Re: [PATCH v7 2/2] perf/core: add mux switch to skip to the current CPU's events list on mux interrupt
From: Alexey Budankov
Date: Wed Aug 23 2017 - 14:12:44 EST
On 23.08.2017 14:54, Alexander Shishkin wrote:
> Alexey Budankov <alexey.budankov@xxxxxxxxxxxxxxx> writes:
>
>> This patch implements mux switch that triggers skipping to the
>> current CPU's events list at mulitplexing hrtimer interrupt
>> handler as well as adoption of the switch in the existing
>> implementation.
>>
>> perf_event_groups_iterate_cpu() API is introduced to implement
>> iteration thru the certain CPU groups list skipping groups
>
> "through"
>
>> allocated for the other CPUs.
>>
>> Signed-off-by: Alexey Budankov <alexey.budankov@xxxxxxxxxxxxxxx>
>> ---
>> kernel/events/core.c | 193 ++++++++++++++++++++++++++++++++++++---------------
>> 1 file changed, 137 insertions(+), 56 deletions(-)
>>
>> diff --git a/kernel/events/core.c b/kernel/events/core.c
>> index 08ccfb2..aeb0f81 100644
>> --- a/kernel/events/core.c
>> +++ b/kernel/events/core.c
>> @@ -556,11 +556,11 @@ void perf_sample_event_took(u64 sample_len_ns)

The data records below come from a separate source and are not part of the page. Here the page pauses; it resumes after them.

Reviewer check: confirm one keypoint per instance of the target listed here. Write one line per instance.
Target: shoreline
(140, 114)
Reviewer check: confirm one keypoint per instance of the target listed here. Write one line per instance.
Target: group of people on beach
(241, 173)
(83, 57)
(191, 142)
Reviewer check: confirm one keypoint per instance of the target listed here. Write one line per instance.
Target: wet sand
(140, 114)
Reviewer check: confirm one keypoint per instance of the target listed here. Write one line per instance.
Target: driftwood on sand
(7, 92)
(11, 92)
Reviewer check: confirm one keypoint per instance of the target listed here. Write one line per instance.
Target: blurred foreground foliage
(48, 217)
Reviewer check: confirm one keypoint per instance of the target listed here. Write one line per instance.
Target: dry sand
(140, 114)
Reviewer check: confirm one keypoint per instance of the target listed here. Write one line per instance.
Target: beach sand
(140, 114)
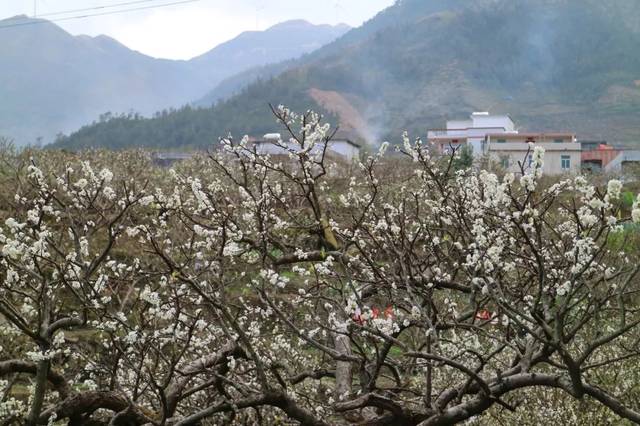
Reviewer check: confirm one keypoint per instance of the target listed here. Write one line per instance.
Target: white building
(471, 132)
(272, 144)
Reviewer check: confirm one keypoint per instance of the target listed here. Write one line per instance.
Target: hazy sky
(186, 30)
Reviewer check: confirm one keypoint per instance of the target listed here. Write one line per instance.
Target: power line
(112, 12)
(88, 9)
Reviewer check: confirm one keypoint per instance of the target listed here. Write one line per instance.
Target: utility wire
(88, 9)
(112, 12)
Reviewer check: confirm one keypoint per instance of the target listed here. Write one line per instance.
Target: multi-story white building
(495, 137)
(470, 132)
(513, 152)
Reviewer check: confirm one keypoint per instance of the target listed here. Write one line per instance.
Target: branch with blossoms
(244, 287)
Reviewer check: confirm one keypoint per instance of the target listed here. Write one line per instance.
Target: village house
(601, 157)
(495, 137)
(513, 153)
(471, 132)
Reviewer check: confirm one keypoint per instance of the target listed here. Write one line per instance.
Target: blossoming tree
(248, 288)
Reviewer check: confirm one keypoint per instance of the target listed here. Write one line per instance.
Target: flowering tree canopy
(247, 288)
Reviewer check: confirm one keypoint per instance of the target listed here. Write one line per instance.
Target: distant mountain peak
(302, 23)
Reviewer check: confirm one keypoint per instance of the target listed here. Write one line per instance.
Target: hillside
(54, 82)
(552, 64)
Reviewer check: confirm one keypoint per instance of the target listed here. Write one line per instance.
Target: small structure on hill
(169, 158)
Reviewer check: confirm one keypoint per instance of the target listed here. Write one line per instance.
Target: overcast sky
(186, 30)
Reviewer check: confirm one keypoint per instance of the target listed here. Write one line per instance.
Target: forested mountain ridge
(552, 64)
(51, 81)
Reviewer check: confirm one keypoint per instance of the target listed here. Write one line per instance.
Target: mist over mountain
(52, 81)
(564, 65)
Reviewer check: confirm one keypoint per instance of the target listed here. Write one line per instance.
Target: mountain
(54, 82)
(563, 65)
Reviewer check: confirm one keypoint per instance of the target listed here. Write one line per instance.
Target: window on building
(504, 162)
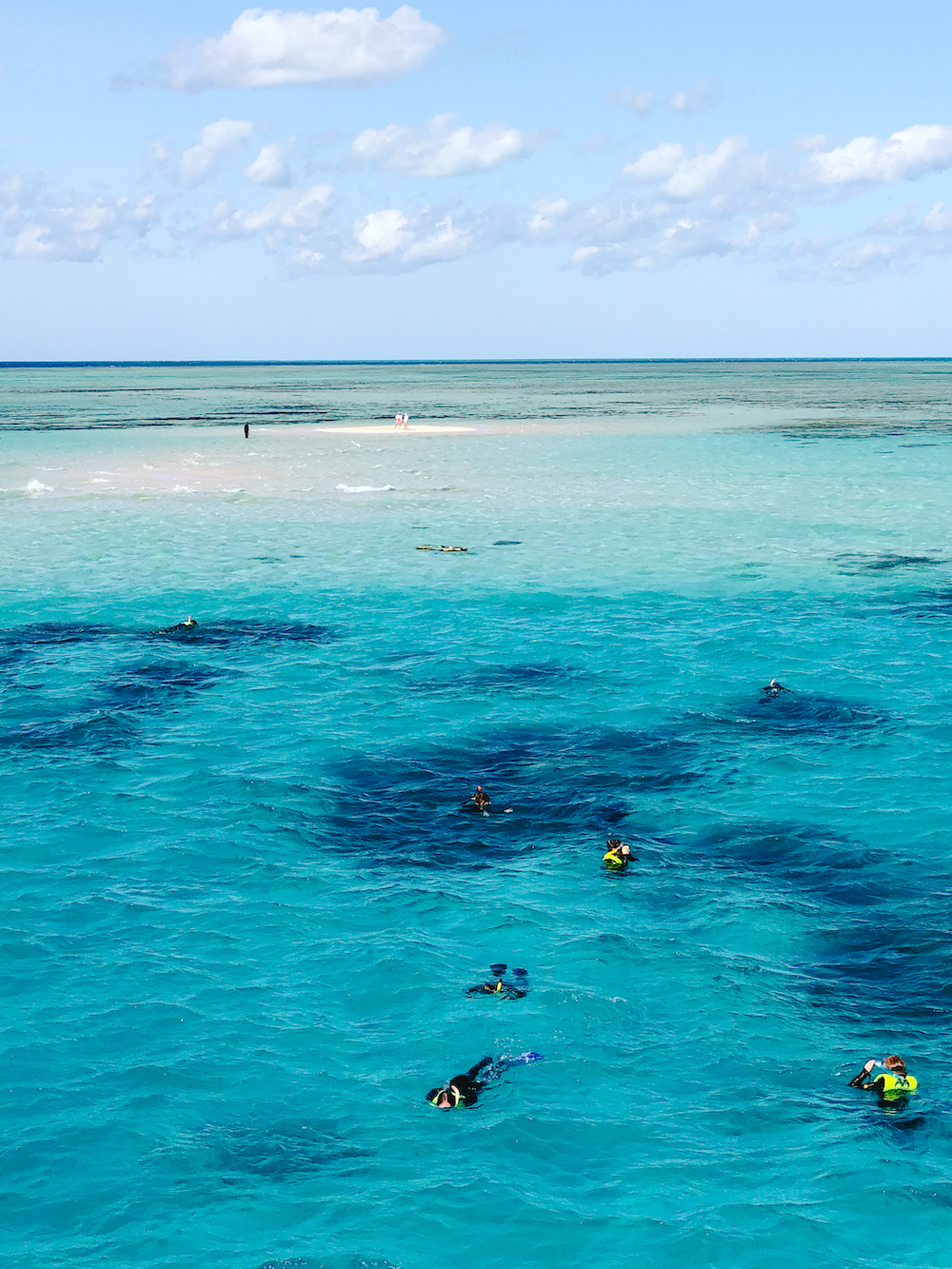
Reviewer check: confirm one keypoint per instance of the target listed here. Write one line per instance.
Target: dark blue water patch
(97, 732)
(806, 858)
(925, 605)
(234, 633)
(794, 713)
(280, 1153)
(544, 784)
(156, 685)
(356, 1261)
(885, 563)
(895, 971)
(30, 641)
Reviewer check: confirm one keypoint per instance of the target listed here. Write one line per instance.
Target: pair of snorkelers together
(463, 1090)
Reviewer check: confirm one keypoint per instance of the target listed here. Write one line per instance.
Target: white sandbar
(384, 429)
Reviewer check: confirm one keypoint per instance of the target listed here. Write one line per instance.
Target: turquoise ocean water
(242, 903)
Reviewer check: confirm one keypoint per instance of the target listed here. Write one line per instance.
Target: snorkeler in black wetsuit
(188, 625)
(463, 1090)
(479, 801)
(499, 987)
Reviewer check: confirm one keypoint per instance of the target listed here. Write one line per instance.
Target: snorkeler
(619, 856)
(479, 801)
(499, 987)
(188, 625)
(891, 1079)
(463, 1090)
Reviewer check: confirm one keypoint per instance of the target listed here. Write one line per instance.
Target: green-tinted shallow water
(242, 902)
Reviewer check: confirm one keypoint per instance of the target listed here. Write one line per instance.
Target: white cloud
(640, 103)
(68, 228)
(380, 233)
(685, 176)
(216, 141)
(442, 149)
(292, 216)
(269, 168)
(939, 220)
(276, 49)
(392, 241)
(906, 155)
(704, 96)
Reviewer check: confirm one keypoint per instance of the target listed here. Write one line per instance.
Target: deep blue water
(242, 900)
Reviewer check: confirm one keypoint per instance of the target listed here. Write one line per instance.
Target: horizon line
(461, 361)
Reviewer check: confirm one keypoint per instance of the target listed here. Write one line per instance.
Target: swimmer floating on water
(889, 1078)
(188, 625)
(482, 803)
(619, 856)
(463, 1090)
(479, 801)
(499, 989)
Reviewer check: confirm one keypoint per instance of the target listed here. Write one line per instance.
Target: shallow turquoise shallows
(243, 902)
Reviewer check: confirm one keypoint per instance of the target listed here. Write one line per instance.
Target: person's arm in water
(861, 1081)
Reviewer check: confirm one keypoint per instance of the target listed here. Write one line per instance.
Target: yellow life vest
(895, 1085)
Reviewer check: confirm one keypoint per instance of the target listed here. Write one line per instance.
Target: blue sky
(476, 180)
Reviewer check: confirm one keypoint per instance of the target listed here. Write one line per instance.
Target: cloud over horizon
(442, 149)
(688, 203)
(280, 49)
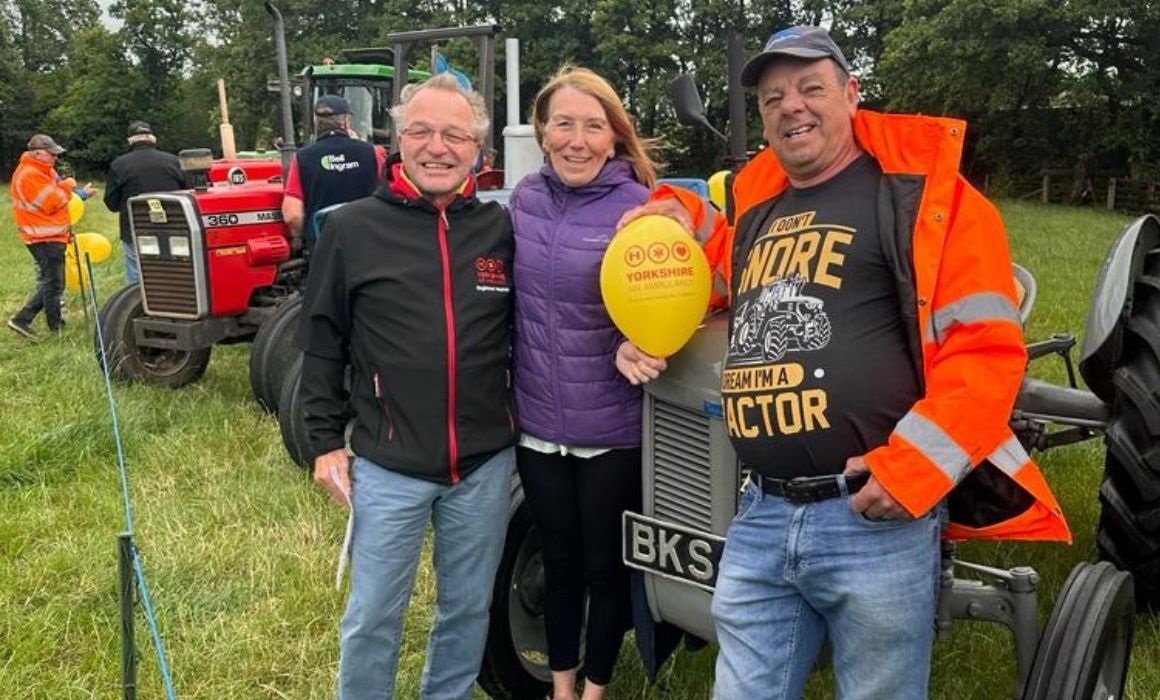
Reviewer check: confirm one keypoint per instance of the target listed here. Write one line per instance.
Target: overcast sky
(104, 14)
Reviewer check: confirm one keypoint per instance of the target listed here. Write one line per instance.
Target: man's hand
(872, 500)
(638, 366)
(669, 207)
(332, 471)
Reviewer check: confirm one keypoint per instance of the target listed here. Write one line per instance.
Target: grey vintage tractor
(691, 485)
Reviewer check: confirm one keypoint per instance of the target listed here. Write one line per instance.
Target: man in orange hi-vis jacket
(40, 202)
(874, 358)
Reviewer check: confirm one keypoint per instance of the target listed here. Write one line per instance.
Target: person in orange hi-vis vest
(875, 354)
(40, 202)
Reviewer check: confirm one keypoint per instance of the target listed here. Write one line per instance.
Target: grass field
(239, 547)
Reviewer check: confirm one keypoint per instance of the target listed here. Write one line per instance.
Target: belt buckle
(798, 490)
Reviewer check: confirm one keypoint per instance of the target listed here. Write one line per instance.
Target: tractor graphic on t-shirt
(780, 320)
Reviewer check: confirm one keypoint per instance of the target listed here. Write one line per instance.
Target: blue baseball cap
(796, 42)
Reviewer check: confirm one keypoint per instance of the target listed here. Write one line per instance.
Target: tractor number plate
(672, 550)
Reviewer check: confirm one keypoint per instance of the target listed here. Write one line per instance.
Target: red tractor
(216, 264)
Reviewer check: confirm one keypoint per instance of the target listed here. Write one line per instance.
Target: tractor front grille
(169, 286)
(169, 283)
(681, 467)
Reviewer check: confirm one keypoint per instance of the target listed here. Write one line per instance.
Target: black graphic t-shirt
(817, 369)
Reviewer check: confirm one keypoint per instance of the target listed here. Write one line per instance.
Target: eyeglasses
(451, 137)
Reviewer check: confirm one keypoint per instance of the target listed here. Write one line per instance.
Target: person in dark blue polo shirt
(335, 168)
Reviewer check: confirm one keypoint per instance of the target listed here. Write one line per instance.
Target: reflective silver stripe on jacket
(48, 230)
(49, 189)
(1009, 456)
(973, 308)
(707, 226)
(928, 438)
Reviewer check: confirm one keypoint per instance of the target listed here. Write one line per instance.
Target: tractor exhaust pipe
(280, 48)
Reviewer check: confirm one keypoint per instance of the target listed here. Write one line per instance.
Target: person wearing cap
(874, 358)
(40, 202)
(335, 168)
(145, 168)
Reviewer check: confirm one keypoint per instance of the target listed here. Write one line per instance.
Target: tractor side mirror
(689, 108)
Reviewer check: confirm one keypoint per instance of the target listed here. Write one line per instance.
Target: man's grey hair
(444, 81)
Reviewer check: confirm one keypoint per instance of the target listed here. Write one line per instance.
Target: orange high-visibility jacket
(40, 201)
(965, 327)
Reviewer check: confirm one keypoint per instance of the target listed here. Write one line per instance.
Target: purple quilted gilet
(567, 388)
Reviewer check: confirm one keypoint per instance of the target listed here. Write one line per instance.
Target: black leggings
(577, 505)
(50, 284)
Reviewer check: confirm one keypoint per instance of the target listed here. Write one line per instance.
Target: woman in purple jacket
(577, 379)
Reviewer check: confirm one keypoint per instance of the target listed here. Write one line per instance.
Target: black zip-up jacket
(418, 302)
(145, 168)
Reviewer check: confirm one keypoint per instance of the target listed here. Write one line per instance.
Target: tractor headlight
(179, 246)
(147, 245)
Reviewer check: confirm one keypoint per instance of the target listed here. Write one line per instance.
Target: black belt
(810, 489)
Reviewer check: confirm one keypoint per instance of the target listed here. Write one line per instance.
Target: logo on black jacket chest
(491, 275)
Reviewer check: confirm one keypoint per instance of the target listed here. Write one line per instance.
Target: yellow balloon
(717, 188)
(98, 249)
(75, 209)
(655, 284)
(95, 245)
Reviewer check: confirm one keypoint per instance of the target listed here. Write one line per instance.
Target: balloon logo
(98, 249)
(75, 209)
(654, 281)
(717, 188)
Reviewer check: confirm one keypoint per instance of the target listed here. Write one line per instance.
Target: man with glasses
(335, 168)
(411, 290)
(40, 202)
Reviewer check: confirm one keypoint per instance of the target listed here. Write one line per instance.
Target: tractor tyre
(1086, 647)
(130, 362)
(274, 351)
(1130, 495)
(820, 336)
(291, 418)
(515, 659)
(774, 343)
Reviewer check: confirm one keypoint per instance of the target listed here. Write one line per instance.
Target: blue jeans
(132, 269)
(794, 574)
(391, 512)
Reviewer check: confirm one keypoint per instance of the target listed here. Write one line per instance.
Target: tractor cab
(367, 86)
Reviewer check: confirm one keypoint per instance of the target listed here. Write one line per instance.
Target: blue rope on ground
(138, 568)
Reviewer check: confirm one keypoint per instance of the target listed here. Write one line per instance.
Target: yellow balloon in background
(99, 250)
(75, 209)
(717, 188)
(95, 245)
(655, 284)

>> static atomic64_t perf_event_id;
>>
>> static void cpu_ctx_sched_out(struct perf_cpu_context *cpuctx,
>> - enum event_type_t event_type);
>> + enum event_type_t event_type, int mux);
>>
>> static void cpu_ctx_sched_in(struct perf_cpu_context *cpuctx,
>> enum event_type_t event_type,
>> - struct task_struct *task);
>> + struct task_struct *task, int mux);
>>
>> static void update_context_time(struct perf_event_context *ctx);
>> static u64 perf_event_time(struct perf_event *event);
>> @@ -702,6 +702,7 @@ static void perf_cgroup_switch(struct task_struct *task, int mode)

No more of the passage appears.